A Northwestern University researcher has used adult stem cell injections to reset the immune systems of patients with early-onset Type 1 diabetes.

By Marla Paul

CHICAGO --- A Northwestern University researcher has used adult stem cell injections to reset the immune systems of patients with early-onset Type 1 diabetes. After the therapy, patients no longer needed to take insulin for up to 35 months.

In the study, patients with Type 1 diabetes were treated with a high dose of immune suppression drugs followed by an intravenous injection of their own blood stem cells, which had previously been removed and treated.

“I think this treatment helped the body regenerate its immune system,” said Richard Burt, M.D., senior author of the study and associate professor of medicine at Northwestern's Feinberg School of Medicine, and chief of immunotherapy at Northwestern Memorial Hospital. The study was published in JAMA (Journal of the American Medical Association.)

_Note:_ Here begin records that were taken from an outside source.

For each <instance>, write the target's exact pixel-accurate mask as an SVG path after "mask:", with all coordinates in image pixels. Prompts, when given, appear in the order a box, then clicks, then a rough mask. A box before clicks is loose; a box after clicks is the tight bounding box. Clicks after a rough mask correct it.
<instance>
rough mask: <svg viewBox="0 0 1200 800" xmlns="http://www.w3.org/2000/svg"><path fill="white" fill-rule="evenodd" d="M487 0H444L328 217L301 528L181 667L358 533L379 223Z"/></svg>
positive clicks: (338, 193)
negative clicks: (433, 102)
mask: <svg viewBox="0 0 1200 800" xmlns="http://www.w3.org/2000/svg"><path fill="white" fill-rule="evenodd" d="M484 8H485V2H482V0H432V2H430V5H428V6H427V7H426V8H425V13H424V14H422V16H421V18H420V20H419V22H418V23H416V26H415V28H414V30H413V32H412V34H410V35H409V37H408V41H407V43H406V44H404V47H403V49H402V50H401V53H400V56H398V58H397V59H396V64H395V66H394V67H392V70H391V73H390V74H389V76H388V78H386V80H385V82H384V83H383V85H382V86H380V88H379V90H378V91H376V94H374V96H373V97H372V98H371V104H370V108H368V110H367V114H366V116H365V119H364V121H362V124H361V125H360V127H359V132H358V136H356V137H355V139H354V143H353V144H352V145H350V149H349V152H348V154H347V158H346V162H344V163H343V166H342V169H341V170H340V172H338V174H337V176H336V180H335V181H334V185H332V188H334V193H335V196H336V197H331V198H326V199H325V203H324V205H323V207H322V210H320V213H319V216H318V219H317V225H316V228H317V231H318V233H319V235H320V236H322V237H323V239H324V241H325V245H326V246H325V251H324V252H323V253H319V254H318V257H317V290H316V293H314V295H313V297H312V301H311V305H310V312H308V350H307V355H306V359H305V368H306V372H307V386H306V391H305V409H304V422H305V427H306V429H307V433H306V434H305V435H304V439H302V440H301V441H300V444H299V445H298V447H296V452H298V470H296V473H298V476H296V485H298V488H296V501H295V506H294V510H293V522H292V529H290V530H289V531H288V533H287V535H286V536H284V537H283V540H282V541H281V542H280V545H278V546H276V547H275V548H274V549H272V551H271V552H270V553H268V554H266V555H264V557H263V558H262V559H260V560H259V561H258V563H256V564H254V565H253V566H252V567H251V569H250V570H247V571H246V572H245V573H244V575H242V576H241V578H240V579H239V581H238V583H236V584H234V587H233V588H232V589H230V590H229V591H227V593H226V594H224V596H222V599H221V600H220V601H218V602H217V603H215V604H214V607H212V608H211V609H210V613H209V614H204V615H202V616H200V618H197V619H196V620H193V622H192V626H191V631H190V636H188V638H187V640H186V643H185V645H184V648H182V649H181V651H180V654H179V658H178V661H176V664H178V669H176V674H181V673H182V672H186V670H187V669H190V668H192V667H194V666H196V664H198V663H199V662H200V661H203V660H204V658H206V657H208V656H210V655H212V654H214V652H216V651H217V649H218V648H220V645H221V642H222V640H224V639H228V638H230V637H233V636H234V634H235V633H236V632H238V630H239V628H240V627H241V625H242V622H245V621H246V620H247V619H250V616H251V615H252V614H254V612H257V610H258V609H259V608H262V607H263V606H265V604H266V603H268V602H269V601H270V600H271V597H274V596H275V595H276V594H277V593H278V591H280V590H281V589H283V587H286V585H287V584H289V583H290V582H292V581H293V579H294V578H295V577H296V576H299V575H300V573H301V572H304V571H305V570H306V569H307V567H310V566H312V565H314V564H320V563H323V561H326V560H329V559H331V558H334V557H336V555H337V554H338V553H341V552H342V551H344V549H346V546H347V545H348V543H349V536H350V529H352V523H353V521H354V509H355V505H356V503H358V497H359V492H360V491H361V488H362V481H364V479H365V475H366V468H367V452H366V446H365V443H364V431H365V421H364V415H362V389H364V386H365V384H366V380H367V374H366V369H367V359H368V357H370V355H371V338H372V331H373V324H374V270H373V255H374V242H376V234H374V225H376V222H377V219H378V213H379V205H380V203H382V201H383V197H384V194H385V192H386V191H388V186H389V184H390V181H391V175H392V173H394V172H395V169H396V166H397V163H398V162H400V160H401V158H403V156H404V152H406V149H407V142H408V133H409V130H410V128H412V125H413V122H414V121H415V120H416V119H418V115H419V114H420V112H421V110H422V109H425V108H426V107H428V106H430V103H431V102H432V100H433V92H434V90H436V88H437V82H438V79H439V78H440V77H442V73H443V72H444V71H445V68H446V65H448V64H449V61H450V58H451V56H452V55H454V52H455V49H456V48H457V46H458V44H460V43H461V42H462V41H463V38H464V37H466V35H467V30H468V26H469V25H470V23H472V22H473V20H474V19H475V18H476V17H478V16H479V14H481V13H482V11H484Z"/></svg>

Burt said this is the first time, to his knowledge, that patients with Type 1 diabetes have been treated with their own stem cells.

In Type 1 diabetes, the immune system attacks cells in the pancreas that make insulin. Insulin enables glucose to enter the body's cells to be used as fuel. Without adequate insulin, glucose builds up in the bloodstream instead of entering the cells.

People with Type 1 diabetes must inject themselves with insulin every day.  The disease can occur at any age, but usually starts in people younger than 30. Type 1 diabetes accounts for 5 to 10 percent of the 21 million diabetes cases in the U.S.

“Your immune system is your police force, “ Burt explained.  “It protects you from the environment. If it goes bad and attacks your body, you get an autoimmune disease that can destroy your organs or kill you.  It can't tell a good guy from a criminal. We take the whole department out and replace them with new recruits.  The body then stops attacking the islet cells in the pancreas that make insulin.”

“What we then believe happens is the body regenerates more islet cells,” Burt said. ”We believe this from many years of seeing patients get better from autoimmune disease.”

During a 7- to 36-month follow-up, 14 patients became insulin-free (1 for 35 months, 4 for at least 21 months, 7 for at least 6 months; and two with late response were insulin-free for 1 and 5 months, respectively.) Among those, one patient resumed insulin use one year after the therapy.  The only severe adverse effects were pneumonia in one patient and endocrine dysfunction in two others.

“In this trial we intervened early, within six weeks of onset of Type 1 diabetes,” Burt said.  “Whether we can successfully intervene later in the diagnosis is a big question that I'd like to look at in the future.“

Burt said further follow-up is necessary to confirm the duration of the insulin independence.  Randomized controlled trials and further biological studies also are necessary to confirm the role of the treatment in changing the natural history of Type 1 diabetes and to evaluate the contribution of adult stem cells to this change.

The study was conducted in Brazil under the direction of Julio C. Voltarelli, M.D., of the University of Sao Paulo, Ribeirao Preto, Brazil.

This research is a continuation of Burt's pioneering work using adult stem cells to treat such autoimmune diseases as lupus, multiple sclerosis, Crohn's disease, scleroderma and immune-mediated blindness.

In 2006, Burt was named one of the top 50 research leaders by Scientific American magazine, a list that recognizes leadership in science and technology.